Search code examples
sqlunique-constraintunique-index

Why do unique indices exist at all in SQL?


I'm trying to understand the reason for unique indices in SQL.

A lot has been said about unique constraints vs. unique indices. In most SQL implementations there not only seems to be no practical difference whatsoever, but under the hood a unique constraint usually seems to be handled identically to a unique index.

But if

CREATE TABLE t1 (col1, col2 UNIQUE);

is similar to:

CREATE TABLE t1 (col1, col2);
CREATE UNIQUE INDEX t1_col2 ON t1 (col2);

in terms of how the UNIQUE constraint is being handled, then why do we have unique indices in the first place?
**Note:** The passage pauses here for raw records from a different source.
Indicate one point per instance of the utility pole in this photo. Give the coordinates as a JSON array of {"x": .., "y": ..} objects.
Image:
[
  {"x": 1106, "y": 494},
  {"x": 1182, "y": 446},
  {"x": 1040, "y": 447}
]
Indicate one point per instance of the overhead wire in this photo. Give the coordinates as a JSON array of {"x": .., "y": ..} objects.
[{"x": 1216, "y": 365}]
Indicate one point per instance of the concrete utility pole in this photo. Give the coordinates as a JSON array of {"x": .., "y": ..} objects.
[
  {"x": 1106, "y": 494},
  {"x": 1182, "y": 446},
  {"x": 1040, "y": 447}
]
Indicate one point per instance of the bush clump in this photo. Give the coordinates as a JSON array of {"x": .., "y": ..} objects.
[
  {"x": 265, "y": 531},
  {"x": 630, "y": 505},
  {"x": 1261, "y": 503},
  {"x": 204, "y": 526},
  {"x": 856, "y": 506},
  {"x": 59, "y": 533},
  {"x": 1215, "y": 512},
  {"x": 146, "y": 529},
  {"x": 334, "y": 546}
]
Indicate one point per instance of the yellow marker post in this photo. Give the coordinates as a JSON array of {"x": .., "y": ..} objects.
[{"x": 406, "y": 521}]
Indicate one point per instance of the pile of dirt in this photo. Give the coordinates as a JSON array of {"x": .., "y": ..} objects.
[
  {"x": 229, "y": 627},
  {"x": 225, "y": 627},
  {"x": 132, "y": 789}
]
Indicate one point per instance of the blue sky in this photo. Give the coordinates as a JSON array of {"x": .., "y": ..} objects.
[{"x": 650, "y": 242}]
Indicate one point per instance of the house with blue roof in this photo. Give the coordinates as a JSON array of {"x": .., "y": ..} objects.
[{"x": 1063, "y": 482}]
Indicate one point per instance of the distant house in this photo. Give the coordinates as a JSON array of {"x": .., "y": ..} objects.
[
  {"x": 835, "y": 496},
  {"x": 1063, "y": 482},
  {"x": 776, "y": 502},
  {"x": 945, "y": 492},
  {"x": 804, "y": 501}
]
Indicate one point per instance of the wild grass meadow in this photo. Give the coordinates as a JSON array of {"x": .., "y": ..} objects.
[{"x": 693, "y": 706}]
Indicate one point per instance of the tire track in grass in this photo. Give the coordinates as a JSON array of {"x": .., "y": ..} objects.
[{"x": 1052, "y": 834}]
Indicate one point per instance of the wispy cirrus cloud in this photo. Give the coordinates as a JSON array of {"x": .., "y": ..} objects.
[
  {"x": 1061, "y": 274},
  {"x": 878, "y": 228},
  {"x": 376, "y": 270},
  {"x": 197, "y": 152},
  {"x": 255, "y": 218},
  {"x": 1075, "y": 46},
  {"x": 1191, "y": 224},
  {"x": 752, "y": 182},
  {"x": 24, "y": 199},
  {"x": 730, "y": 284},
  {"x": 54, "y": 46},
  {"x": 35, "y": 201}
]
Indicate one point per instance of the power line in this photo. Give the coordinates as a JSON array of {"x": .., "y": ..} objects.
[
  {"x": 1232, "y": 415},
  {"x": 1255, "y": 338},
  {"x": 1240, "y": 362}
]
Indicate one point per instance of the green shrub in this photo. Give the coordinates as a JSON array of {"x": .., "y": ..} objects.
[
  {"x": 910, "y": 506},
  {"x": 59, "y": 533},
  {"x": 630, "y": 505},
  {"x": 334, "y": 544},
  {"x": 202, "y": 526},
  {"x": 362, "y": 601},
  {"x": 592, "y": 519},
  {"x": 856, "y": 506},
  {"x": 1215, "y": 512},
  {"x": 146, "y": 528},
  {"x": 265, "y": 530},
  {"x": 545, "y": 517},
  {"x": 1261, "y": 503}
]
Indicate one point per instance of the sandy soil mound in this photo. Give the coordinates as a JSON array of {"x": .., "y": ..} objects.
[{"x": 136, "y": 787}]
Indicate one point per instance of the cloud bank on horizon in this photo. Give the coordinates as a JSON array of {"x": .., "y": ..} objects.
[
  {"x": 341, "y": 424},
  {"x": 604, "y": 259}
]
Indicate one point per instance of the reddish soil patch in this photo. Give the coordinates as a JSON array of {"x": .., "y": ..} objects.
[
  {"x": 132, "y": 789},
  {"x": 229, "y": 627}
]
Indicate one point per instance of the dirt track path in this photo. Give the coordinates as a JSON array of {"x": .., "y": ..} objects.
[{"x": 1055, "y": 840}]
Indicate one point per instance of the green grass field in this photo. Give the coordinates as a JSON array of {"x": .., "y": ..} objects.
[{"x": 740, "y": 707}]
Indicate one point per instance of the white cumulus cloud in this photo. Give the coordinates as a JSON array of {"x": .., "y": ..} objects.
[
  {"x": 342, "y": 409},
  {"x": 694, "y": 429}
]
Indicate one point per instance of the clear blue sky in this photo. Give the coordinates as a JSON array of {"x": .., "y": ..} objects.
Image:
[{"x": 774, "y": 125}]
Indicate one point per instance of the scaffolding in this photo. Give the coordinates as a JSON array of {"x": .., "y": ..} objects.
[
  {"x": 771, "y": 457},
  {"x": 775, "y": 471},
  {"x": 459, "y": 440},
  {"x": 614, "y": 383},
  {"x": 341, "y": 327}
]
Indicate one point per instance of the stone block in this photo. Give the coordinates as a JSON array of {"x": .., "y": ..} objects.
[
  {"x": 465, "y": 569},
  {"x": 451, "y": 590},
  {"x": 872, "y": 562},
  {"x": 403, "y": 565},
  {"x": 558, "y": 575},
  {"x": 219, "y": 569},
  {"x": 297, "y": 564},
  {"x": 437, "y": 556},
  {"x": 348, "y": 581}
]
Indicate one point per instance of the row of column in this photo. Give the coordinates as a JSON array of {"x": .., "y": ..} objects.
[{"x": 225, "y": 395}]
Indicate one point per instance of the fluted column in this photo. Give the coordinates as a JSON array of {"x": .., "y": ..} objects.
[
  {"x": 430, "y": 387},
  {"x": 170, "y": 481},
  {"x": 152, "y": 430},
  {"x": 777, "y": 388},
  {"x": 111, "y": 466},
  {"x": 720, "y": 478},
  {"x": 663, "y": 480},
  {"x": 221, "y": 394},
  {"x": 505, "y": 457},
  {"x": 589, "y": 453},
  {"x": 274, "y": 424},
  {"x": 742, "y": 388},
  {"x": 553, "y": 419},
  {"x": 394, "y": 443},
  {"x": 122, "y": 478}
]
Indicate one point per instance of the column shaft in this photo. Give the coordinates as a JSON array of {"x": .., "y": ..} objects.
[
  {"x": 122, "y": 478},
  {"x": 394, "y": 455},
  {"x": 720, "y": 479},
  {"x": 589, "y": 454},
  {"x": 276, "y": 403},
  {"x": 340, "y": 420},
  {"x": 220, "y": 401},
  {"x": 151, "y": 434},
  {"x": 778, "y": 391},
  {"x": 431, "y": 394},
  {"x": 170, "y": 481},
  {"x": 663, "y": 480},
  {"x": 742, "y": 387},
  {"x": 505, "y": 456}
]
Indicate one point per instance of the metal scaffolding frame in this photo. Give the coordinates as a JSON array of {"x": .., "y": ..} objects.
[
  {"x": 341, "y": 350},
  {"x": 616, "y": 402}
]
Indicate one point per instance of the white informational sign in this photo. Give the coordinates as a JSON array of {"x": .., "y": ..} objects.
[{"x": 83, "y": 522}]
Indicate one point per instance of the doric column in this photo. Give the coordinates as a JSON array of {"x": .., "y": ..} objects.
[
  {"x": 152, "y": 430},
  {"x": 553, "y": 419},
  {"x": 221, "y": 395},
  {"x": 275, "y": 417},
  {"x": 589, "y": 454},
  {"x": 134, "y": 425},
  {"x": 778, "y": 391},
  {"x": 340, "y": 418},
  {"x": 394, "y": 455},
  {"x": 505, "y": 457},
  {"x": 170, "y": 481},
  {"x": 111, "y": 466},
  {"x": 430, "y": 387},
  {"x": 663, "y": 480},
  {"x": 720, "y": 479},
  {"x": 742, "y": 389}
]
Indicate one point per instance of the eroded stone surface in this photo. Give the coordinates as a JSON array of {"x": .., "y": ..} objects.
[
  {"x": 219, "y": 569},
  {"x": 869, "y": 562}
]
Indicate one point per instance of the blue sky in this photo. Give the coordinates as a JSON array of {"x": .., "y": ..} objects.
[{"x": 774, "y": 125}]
They seem redundant. Yet all SQL implementations seem to have them, which means there is presumably a good reason for them to exist.

What is this reason?


Solution

  • SQL had many seeming redundancies. For instance:

    • SELECT DISTINCT can be replaced by GROUP BY.
    • COUNT(*) is equivalent to COUNT(1) and SUM(1). (In fact, COUNT() is unnecessary.)
    • CROSS JOIN is basically equivalent to , (the scoping rules are slightly different, but no one will notice).
    • CROSS JOIN is equivalent to JOIN . . . ON 1=1

    And there are many more examples.

    Standard SQL was accepted by committee. Different vendors had to agree on the standard. As with anything so designed, strange anomalies pop-up.

    I might also add that I think indexes were around before constraints, so the proper question is why unique constraints are needed.

    In the case of a unique constraint versus a unique index, the issue might be slightly different. The two are doing rather different things. A unique constraint is putting a constraint on columns in the table. A unique index is used for improving performance -- it is a variation on other types of indexes.

    In practice, a unique constraint is implemented by a unique index. Nothing in the standard requires that be the case, but it is the obvious solution.

    By the way, there is one difference between the two. A constraint can be given a name. This is handy because constraint violations generally use that name when an error occurs -- regardless of the type of constraint. In addition, it is also possible to list all the constraints on a table, without having to decipher particular types.